Throughout your three immersive experiences, all releases in 2019, you use different forms and techniques: is it a will to test VR in all its forms?
J. K. - AYAHUASCA has always been a very personal project. It is the culmination of 20 years of work around shamanic medicine that I previously explored through documentaries, books ... Virtual reality was immediately obvious to speak more directly about it. It is a work of creation closer to the testimony, which adds to the visions of my feature film BLUEBERRY, to my drawings too: you dive directly into a vision. In itself it is not an emotional work that will create a direct empathy with characters: the emotion will come from a resonance with the images, the sound, the proposed mood.
J. K. - On 7 LIVES it was kind of the opposite: there was already a very written script. I brought my experience to propose a form to it. And it was the same thing on the project of the musician Molecule (to record his next album alone in Greenland), -22.7 ° C: I was able to try photogrammetry, real time, interactive, videogrammetry comedians, virtual hands... After two years developing these projects, I can finally start talking about virtual reality for real!
J. K. - I would have to do an immersive experiment every 5 or 6 years to see where the technology goes. Despite some obvious technical limitations, I am very proud of the films released, and the work of Small Studio (the creative studio of Macguff) on 7 LIVES who made the film. The complexity of the technologies was a real challenge, especially to ensure that the behavior of the audience influences the story!
There is a desire to send the viewer towards introspection, to immerse him in your world. Was it an intention on each of the experiments?
J. K. - We must see virtual reality (VR) as a real possibility of cognitive immersion, sensory, which can offer an inner journey. Here it was also the projects that I was offered, where their subjects could resonate with my personal concerns, my will to perceive more than to understand.
J. K. - On AYAHUASCA, this is where the cinema could not go: to be an integral part of the story gives you the freedom to better understand the subject. It was logical for me, so much the virtual support seemed appropriate to share these sensations, these vertigo. Some healers who tested it even began to sing, to live the experience live! And for others, who are discovering the subject, there is a bigger journey to be made yet.
Is virtual reality above all a question of curiosity?
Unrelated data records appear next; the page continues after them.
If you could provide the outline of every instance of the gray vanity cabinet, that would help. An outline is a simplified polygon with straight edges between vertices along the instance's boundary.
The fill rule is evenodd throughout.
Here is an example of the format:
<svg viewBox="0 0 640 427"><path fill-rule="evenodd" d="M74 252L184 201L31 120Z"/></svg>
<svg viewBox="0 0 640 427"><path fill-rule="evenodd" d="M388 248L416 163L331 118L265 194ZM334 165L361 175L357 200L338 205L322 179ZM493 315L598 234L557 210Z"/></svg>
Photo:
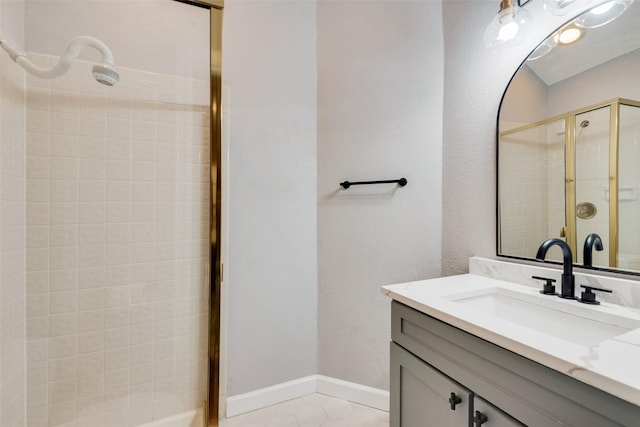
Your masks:
<svg viewBox="0 0 640 427"><path fill-rule="evenodd" d="M640 425L638 406L396 301L391 327L391 427Z"/></svg>
<svg viewBox="0 0 640 427"><path fill-rule="evenodd" d="M391 427L523 425L394 342L391 361Z"/></svg>

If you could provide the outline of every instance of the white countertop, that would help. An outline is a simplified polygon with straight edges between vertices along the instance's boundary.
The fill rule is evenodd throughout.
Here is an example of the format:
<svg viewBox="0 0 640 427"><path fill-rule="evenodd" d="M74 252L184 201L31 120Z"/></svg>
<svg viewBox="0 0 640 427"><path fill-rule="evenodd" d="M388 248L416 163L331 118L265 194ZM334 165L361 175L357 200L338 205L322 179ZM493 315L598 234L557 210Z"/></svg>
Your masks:
<svg viewBox="0 0 640 427"><path fill-rule="evenodd" d="M558 284L559 285L559 284ZM493 344L569 375L586 384L640 406L640 328L593 345L576 344L536 329L506 321L452 300L452 296L488 288L503 288L539 297L537 289L488 277L464 274L382 287L382 293L422 313ZM562 310L571 305L595 314L640 320L635 309L602 303L593 306L555 296L548 305ZM546 307L546 300L545 307ZM590 313L590 312L587 312Z"/></svg>

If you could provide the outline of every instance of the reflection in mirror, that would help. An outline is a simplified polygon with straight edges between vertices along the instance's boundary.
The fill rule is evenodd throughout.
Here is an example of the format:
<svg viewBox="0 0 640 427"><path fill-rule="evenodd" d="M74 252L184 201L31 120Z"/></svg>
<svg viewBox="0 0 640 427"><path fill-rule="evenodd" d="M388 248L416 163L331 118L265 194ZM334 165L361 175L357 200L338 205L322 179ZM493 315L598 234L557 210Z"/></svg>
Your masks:
<svg viewBox="0 0 640 427"><path fill-rule="evenodd" d="M513 76L498 118L498 255L534 259L559 237L581 265L596 233L595 268L640 274L638 3L607 25L587 27L593 9L572 19Z"/></svg>

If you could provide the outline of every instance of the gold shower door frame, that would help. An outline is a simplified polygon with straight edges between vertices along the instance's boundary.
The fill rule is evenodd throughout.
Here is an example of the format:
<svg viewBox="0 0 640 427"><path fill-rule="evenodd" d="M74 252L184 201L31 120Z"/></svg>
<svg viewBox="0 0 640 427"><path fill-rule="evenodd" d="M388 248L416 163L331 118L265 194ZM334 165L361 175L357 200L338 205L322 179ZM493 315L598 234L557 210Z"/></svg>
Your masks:
<svg viewBox="0 0 640 427"><path fill-rule="evenodd" d="M222 160L222 13L224 0L175 0L205 7L211 13L210 32L210 143L211 143L211 206L210 230L210 297L209 297L209 372L207 401L203 404L204 427L217 427L220 412L220 287L222 264L221 241L221 160Z"/></svg>
<svg viewBox="0 0 640 427"><path fill-rule="evenodd" d="M575 122L576 116L610 107L609 116L609 268L618 266L618 148L620 132L620 105L640 107L640 102L624 98L614 98L608 101L593 104L578 110L560 114L539 122L531 123L518 128L501 132L500 136L518 133L527 129L547 125L552 122L564 120L565 122L565 228L562 230L567 244L573 252L573 261L577 261L577 223L576 223L576 141Z"/></svg>

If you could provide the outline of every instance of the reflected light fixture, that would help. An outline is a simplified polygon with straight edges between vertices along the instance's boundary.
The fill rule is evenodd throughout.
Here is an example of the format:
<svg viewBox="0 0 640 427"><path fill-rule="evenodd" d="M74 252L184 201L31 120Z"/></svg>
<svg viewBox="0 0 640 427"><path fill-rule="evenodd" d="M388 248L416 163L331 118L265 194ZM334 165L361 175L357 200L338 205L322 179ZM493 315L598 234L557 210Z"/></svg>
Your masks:
<svg viewBox="0 0 640 427"><path fill-rule="evenodd" d="M514 4L514 0L501 0L500 11L484 32L484 44L494 50L517 46L527 37L530 27L526 10Z"/></svg>
<svg viewBox="0 0 640 427"><path fill-rule="evenodd" d="M585 30L574 24L569 24L558 31L557 37L558 44L561 46L569 46L577 43L584 37Z"/></svg>
<svg viewBox="0 0 640 427"><path fill-rule="evenodd" d="M542 8L551 15L566 15L579 5L580 2L577 0L544 0Z"/></svg>
<svg viewBox="0 0 640 427"><path fill-rule="evenodd" d="M600 4L576 18L576 25L582 28L598 28L622 15L633 0L611 0Z"/></svg>

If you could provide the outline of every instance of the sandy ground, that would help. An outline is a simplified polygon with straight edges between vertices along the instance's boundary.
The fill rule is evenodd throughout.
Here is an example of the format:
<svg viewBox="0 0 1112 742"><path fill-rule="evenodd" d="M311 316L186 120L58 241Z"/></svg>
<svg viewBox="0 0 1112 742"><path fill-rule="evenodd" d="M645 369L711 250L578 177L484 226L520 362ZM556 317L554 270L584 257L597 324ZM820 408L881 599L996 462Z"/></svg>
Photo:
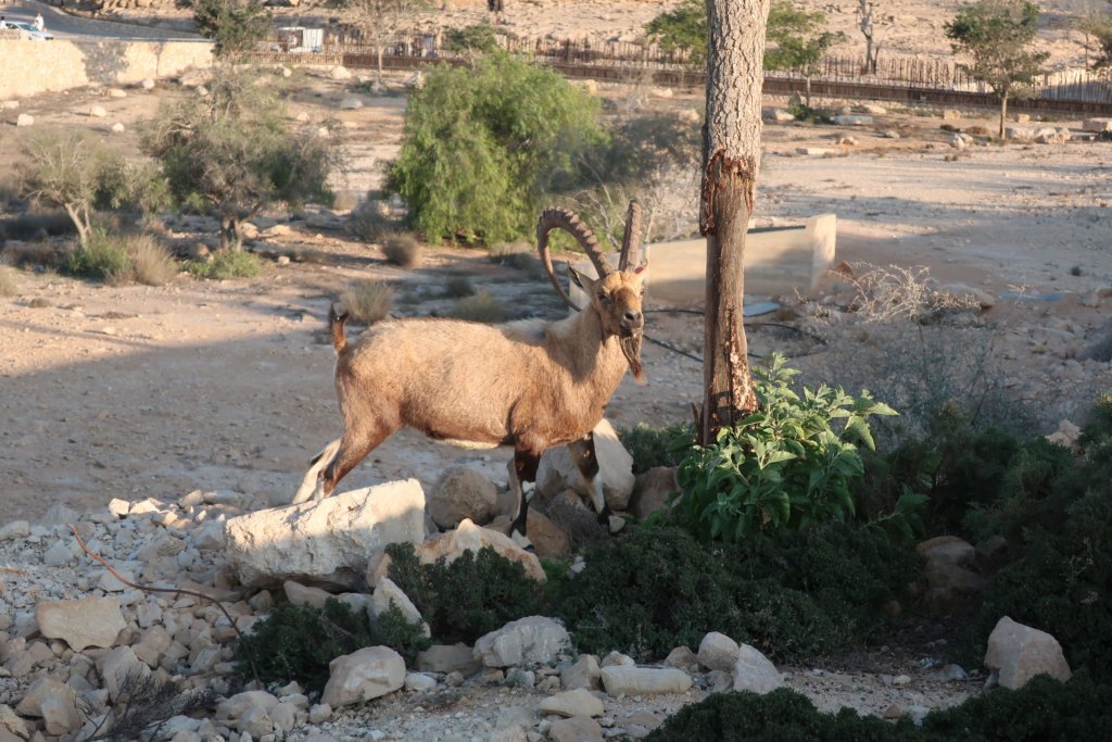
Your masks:
<svg viewBox="0 0 1112 742"><path fill-rule="evenodd" d="M120 120L128 132L110 144L126 150L159 96L177 93L96 98L109 109L99 120L81 115L96 95L27 101L21 110L33 112L47 129L103 130ZM353 166L346 185L359 191L378 182L381 160L397 147L401 98L368 98L367 108L337 111L344 95L337 83L306 76L290 116L307 111L314 120L339 116L346 122ZM694 100L649 105L684 107ZM1024 323L1039 328L1063 315L1076 329L1076 347L1063 354L1082 353L1106 327L1101 290L1112 283L1112 145L977 147L954 159L940 122L892 113L865 130L767 127L756 224L798 224L834 211L840 260L923 265L943 283L961 281L994 296L1060 293L1060 301L1004 301L993 311L1010 313L1016 343L1023 342ZM893 127L904 132L901 139L885 136ZM28 135L7 128L2 136L18 145ZM838 145L846 136L856 144ZM827 154L798 155L800 147ZM320 344L320 330L328 301L357 277L398 281L400 293L416 297L398 306L399 313L436 310L430 297L437 287L464 273L509 306L555 316L550 290L535 277L451 249L430 250L420 270L401 271L385 264L377 246L329 228L339 222L328 212L310 215L290 222L288 237L261 241L260 249L312 247L325 258L272 266L251 281L181 276L159 288L109 287L22 274L18 294L0 300L0 522L33 520L54 502L98 506L111 497L176 498L195 488L286 501L308 456L339 431L332 353ZM661 339L701 353L697 316L657 313L651 325ZM812 350L759 330L753 343L758 353ZM1020 346L1013 355L1022 359L1024 353ZM645 355L652 382L623 383L609 408L613 422L688 419L689 404L701 398L699 364L652 345ZM1092 395L1071 397L1069 390L1099 383L1108 388L1106 364L1085 366L1072 386L1063 386L1055 364L1070 358L1058 355L1032 355L1024 375L1039 372L1035 378L1055 388L1058 406L1048 418L1076 417ZM508 457L492 452L483 466L504 479ZM459 459L481 461L403 433L347 484L411 475L430 483Z"/></svg>

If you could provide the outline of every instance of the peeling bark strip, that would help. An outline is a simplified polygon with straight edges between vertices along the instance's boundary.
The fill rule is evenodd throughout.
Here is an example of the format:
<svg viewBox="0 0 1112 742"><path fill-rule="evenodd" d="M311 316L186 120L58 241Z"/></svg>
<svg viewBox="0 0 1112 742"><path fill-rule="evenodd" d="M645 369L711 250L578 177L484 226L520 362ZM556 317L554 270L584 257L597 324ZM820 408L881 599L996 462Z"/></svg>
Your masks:
<svg viewBox="0 0 1112 742"><path fill-rule="evenodd" d="M722 188L726 178L741 178L745 185L745 210L753 214L753 205L756 202L757 189L757 164L756 159L748 155L728 158L726 151L719 149L707 160L703 169L703 189L699 198L698 233L704 237L715 231L714 224L714 196Z"/></svg>
<svg viewBox="0 0 1112 742"><path fill-rule="evenodd" d="M699 441L756 408L741 311L745 234L761 151L761 89L770 0L706 0L709 56L699 231L706 237L706 326Z"/></svg>

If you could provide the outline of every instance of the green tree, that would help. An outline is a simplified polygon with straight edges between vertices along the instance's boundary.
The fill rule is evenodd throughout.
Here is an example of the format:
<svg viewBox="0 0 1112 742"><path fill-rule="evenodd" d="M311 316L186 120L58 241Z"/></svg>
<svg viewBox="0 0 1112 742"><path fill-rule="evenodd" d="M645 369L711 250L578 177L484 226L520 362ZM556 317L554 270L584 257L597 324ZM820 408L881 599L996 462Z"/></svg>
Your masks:
<svg viewBox="0 0 1112 742"><path fill-rule="evenodd" d="M598 101L504 53L441 66L413 95L389 187L431 240L493 244L530 233L540 201L576 177L604 135Z"/></svg>
<svg viewBox="0 0 1112 742"><path fill-rule="evenodd" d="M250 0L197 0L197 31L216 42L218 57L239 57L267 38L274 16Z"/></svg>
<svg viewBox="0 0 1112 742"><path fill-rule="evenodd" d="M83 135L33 137L20 172L21 191L34 201L64 209L85 247L107 161L103 150Z"/></svg>
<svg viewBox="0 0 1112 742"><path fill-rule="evenodd" d="M163 108L143 137L173 197L220 216L221 248L238 248L240 224L275 201L327 197L336 165L328 139L291 131L277 95L250 68L221 66L209 95Z"/></svg>
<svg viewBox="0 0 1112 742"><path fill-rule="evenodd" d="M792 70L806 80L806 106L811 108L811 78L818 71L823 55L841 33L824 31L826 16L798 10L791 0L774 0L768 9L770 48L765 50L766 70Z"/></svg>
<svg viewBox="0 0 1112 742"><path fill-rule="evenodd" d="M651 20L645 31L664 51L686 51L693 65L706 63L706 0L684 0Z"/></svg>
<svg viewBox="0 0 1112 742"><path fill-rule="evenodd" d="M1001 139L1009 99L1032 95L1030 86L1050 57L1032 49L1039 12L1027 0L980 0L945 24L954 53L970 59L962 68L1000 98Z"/></svg>

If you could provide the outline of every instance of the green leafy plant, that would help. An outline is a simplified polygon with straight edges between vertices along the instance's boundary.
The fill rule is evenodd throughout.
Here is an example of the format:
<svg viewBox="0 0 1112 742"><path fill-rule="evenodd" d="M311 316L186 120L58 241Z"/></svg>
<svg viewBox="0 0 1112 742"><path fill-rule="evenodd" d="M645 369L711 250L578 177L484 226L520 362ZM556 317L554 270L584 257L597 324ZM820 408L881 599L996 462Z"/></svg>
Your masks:
<svg viewBox="0 0 1112 742"><path fill-rule="evenodd" d="M801 397L791 388L797 373L780 355L755 368L757 412L679 464L673 513L701 537L735 542L854 517L851 486L864 474L857 446L875 447L868 417L896 413L867 392L823 385Z"/></svg>
<svg viewBox="0 0 1112 742"><path fill-rule="evenodd" d="M409 99L389 187L430 243L532 233L543 197L602 137L597 100L505 53L441 66Z"/></svg>
<svg viewBox="0 0 1112 742"><path fill-rule="evenodd" d="M618 439L633 457L633 473L641 474L654 466L678 466L695 443L695 429L689 423L659 428L637 423L618 428Z"/></svg>
<svg viewBox="0 0 1112 742"><path fill-rule="evenodd" d="M386 553L390 580L414 602L438 642L474 642L539 610L539 585L518 562L490 547L434 564L421 564L413 544L390 544Z"/></svg>
<svg viewBox="0 0 1112 742"><path fill-rule="evenodd" d="M217 250L210 260L193 260L186 270L193 278L255 278L262 273L262 258L244 249Z"/></svg>

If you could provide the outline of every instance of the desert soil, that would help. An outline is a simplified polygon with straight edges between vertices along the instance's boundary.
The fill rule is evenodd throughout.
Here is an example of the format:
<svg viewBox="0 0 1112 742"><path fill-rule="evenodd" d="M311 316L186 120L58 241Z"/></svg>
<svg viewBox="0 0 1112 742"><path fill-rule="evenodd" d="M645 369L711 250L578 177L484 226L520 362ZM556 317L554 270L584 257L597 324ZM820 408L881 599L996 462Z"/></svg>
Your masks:
<svg viewBox="0 0 1112 742"><path fill-rule="evenodd" d="M467 7L459 9L461 4ZM852 4L844 2L840 12L846 14ZM904 28L914 26L909 19L929 17L937 26L940 4L946 6L901 3L897 23ZM641 14L655 12L649 6L542 1L518 9L515 3L509 18L520 12L533 27L556 33L568 32L560 23L572 8L577 23L598 14L588 24L598 27L635 14L641 22ZM467 3L451 7L456 10L449 12L485 16ZM548 27L539 26L543 17L550 19ZM910 42L907 48L919 50ZM1064 42L1055 48L1062 58L1071 53ZM364 108L340 110L339 102L351 95L342 83L320 72L295 75L301 90L290 116L305 112L312 122L337 118L342 125L349 168L337 189L361 194L378 187L383 162L398 147L401 78L387 81L387 95L363 96ZM606 86L602 92L617 99L635 95ZM128 90L126 98L82 90L24 100L19 110L34 115L36 131L82 128L123 152L137 148L141 122L158 102L178 95L185 93L170 83L149 93ZM636 95L649 96L646 105L652 107L701 106L693 91ZM103 106L108 117L86 116L93 103ZM116 121L125 123L123 135L108 133ZM874 126L854 129L768 125L755 222L800 224L833 211L838 216L837 260L854 271L863 270L861 264L924 266L941 284L963 284L994 297L994 306L976 320L997 328L994 373L1006 377L1007 387L1029 389L1023 394L1040 408L1040 432L1052 431L1062 419L1078 422L1098 392L1112 388L1106 357L1086 358L1109 342L1112 145L1074 140L973 146L959 152L949 144L951 135L940 130L941 122L937 112L892 111L875 116ZM956 123L992 127L992 111L966 111ZM1054 125L1081 128L1076 120ZM31 133L3 127L0 149L19 151ZM846 137L854 141L844 142ZM826 152L801 155L800 148ZM448 277L458 275L495 293L514 313L559 314L550 288L534 274L495 265L485 254L443 247L427 248L418 269L401 270L385 261L379 246L345 233L342 222L341 212L328 209L309 209L294 219L282 214L258 219L262 235L252 247L294 260L272 260L255 280L196 281L181 275L163 287L105 286L53 273L21 273L17 294L0 299L0 523L34 522L54 503L100 511L113 497L173 501L193 489L288 502L306 459L339 433L334 356L322 330L329 301L356 279L394 283L399 315L446 311L450 303L439 293ZM268 230L274 225L281 228ZM167 236L188 246L211 238L202 227L211 225L168 219ZM301 261L305 256L311 259ZM846 358L854 355L855 343L875 344L876 338L852 316L835 311L834 319L814 319L823 307L844 307L844 277L828 277L814 298L781 297L785 310L777 319L808 332L817 328L826 344L754 326L752 350L795 356L811 383L856 378L845 374ZM648 307L649 335L702 353L701 317L654 305L652 293ZM892 343L888 338L883 342ZM618 427L689 419L691 403L702 395L699 363L653 344L644 353L649 383L624 382L609 418ZM445 466L459 462L505 482L508 458L506 449L463 453L403 432L345 484L416 476L429 485ZM873 713L893 703L904 709L952 703L976 686L942 687L915 675L912 687L893 694L877 680L876 673L913 672L920 659L885 656L870 674L816 674L804 667L791 677L828 708L848 703ZM476 712L476 734L513 702L506 693L513 692L489 690L461 702L467 704L463 708L489 706ZM663 715L692 698L629 700L613 712L648 709ZM406 724L423 713L406 703L395 700L375 712L376 723L394 739L407 739ZM460 709L444 712L449 721L441 729L453 729L450 719Z"/></svg>

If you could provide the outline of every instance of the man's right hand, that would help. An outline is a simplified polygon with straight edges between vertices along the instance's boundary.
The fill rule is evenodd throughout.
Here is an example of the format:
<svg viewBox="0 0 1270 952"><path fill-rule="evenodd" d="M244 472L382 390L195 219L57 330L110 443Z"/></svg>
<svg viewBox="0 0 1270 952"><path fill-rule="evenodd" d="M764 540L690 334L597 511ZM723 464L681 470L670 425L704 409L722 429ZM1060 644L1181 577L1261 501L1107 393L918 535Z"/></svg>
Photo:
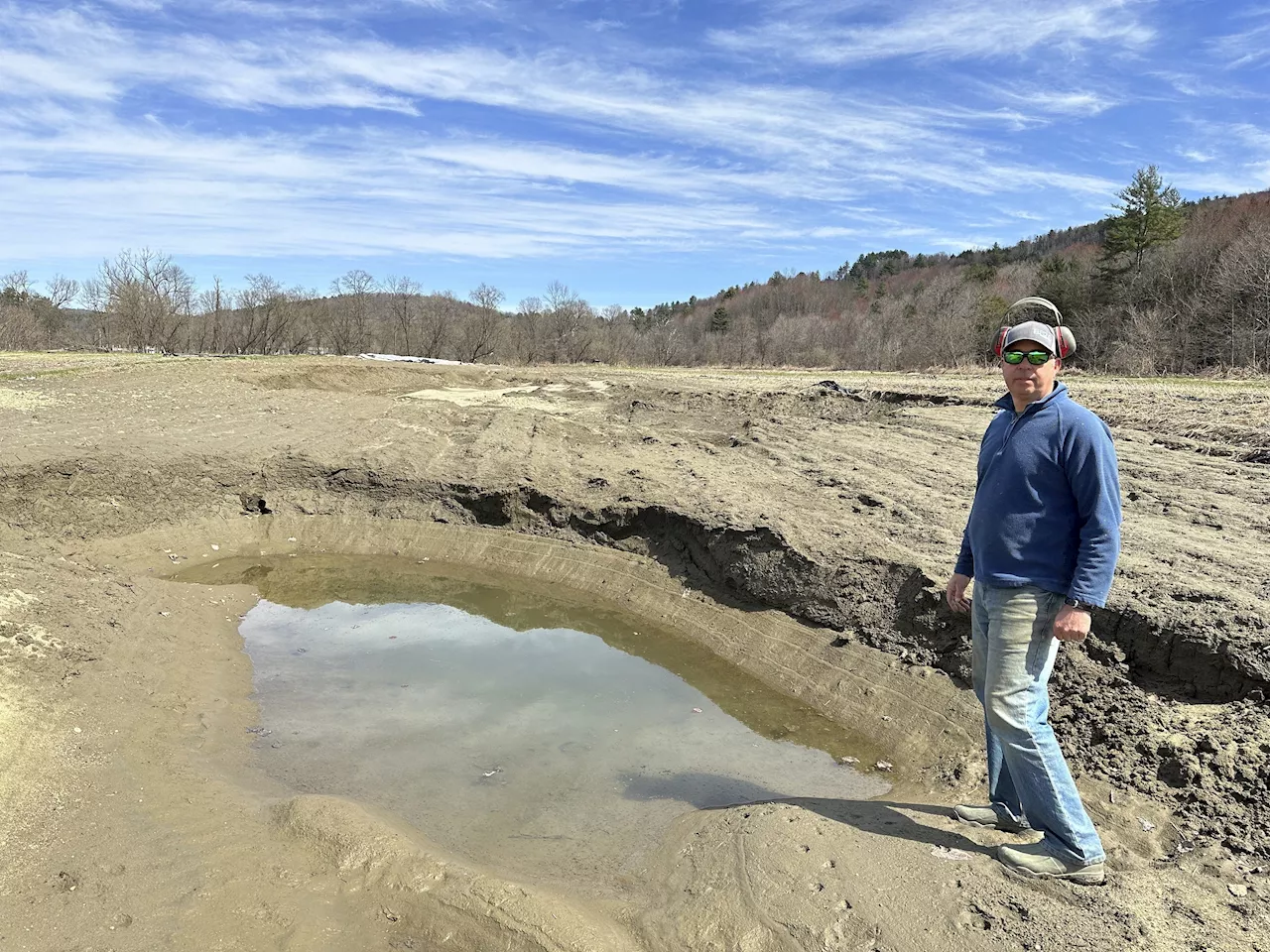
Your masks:
<svg viewBox="0 0 1270 952"><path fill-rule="evenodd" d="M970 599L965 597L965 586L970 584L969 575L954 574L949 579L949 586L944 589L944 598L947 599L949 608L954 612L969 612Z"/></svg>

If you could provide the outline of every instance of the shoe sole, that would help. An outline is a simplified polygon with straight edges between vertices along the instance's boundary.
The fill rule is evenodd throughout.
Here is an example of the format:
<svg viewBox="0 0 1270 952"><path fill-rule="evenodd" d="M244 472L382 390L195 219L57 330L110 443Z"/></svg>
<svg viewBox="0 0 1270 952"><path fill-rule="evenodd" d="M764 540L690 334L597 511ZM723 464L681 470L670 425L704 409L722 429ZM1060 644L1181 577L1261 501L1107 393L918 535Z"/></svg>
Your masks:
<svg viewBox="0 0 1270 952"><path fill-rule="evenodd" d="M966 826L978 826L979 829L983 830L997 830L999 833L1016 833L1016 834L1033 833L1033 829L1030 826L1002 826L998 823L979 823L978 820L966 820L964 816L960 816L958 814L952 814L952 819L956 820L958 823L964 823Z"/></svg>
<svg viewBox="0 0 1270 952"><path fill-rule="evenodd" d="M999 859L997 862L1001 862ZM1074 882L1077 886L1105 886L1107 882L1106 871L1102 872L1086 872L1083 869L1077 869L1069 873L1040 873L1031 869L1026 869L1021 866L1010 866L1010 863L1001 863L1006 867L1007 872L1015 876L1022 876L1025 880L1064 880L1067 882Z"/></svg>

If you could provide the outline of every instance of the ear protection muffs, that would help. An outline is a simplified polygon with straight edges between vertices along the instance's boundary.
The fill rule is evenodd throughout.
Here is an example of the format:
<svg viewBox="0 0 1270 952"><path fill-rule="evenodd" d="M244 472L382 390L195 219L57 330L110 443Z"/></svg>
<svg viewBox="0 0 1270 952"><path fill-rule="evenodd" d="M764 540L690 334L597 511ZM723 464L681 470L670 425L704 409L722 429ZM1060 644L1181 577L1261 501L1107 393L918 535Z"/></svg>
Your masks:
<svg viewBox="0 0 1270 952"><path fill-rule="evenodd" d="M1010 307L1006 308L1006 317L1016 307L1044 307L1054 314L1054 341L1058 347L1058 359L1066 360L1068 357L1076 353L1076 335L1072 334L1072 329L1063 324L1063 315L1054 306L1053 301L1046 301L1043 297L1022 297L1015 301ZM1006 335L1010 333L1012 324L1007 324L999 331L997 331L997 340L992 345L992 353L1001 357L1001 352L1006 349Z"/></svg>

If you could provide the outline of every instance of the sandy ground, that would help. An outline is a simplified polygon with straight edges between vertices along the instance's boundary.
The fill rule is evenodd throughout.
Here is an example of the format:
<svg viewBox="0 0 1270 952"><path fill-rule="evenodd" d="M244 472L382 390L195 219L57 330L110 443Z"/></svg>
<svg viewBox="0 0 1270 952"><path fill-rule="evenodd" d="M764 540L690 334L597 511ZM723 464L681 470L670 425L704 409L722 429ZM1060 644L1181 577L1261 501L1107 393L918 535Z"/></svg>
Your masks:
<svg viewBox="0 0 1270 952"><path fill-rule="evenodd" d="M1012 880L946 819L982 779L939 592L991 377L0 357L0 948L1270 948L1270 387L1068 383L1125 493L1054 683L1105 889ZM893 751L895 786L686 806L587 901L295 797L249 746L254 593L163 576L320 551L655 617Z"/></svg>

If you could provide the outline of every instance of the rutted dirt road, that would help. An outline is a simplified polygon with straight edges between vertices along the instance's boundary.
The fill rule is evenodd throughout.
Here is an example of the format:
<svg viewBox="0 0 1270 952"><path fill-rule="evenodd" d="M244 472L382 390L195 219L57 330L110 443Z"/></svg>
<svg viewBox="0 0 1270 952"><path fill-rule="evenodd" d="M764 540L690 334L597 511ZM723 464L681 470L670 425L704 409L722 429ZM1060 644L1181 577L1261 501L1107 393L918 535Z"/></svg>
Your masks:
<svg viewBox="0 0 1270 952"><path fill-rule="evenodd" d="M0 374L4 948L1265 947L1265 382L1068 380L1116 435L1126 519L1109 611L1054 682L1116 871L1074 890L1005 877L935 807L982 769L965 622L939 593L989 376L99 355ZM649 880L598 902L288 800L246 744L250 590L157 576L310 548L625 600L894 746L903 779L888 802L687 812Z"/></svg>

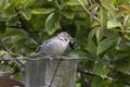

J. K. - I have always loved the power of image and sound to transport the audience. With virtual reality, we reinvent everything. Without frame or screen, you only have the staging. It's more complicated, but it's also very exciting! I consider doing the same work as a director, but with a different look: the spectator’s one. In cinema it was necessary to invent everything, traveling, flashback, ellipse ... With virtual reality, all the grammar remains to understand, to invent.
J. K. - I'm just starting to explore these new worlds. I remain a film director above all: I have just finished a new feature film, MON COUSIN with Vincent Lindon and François Damiens (expected release in 2020). And I see the difference with experiences in virtual reality where everything has to go through emotion. I do not think that today this support makes it possible to tell strong stories, psychological, spiritual like in the cinema. On the other hand we can give an impetus by the empathy, the proximity, the implication. Maybe tomorrow we will be able to see longer, more introspective experiences: we have to get out of La Ciotat!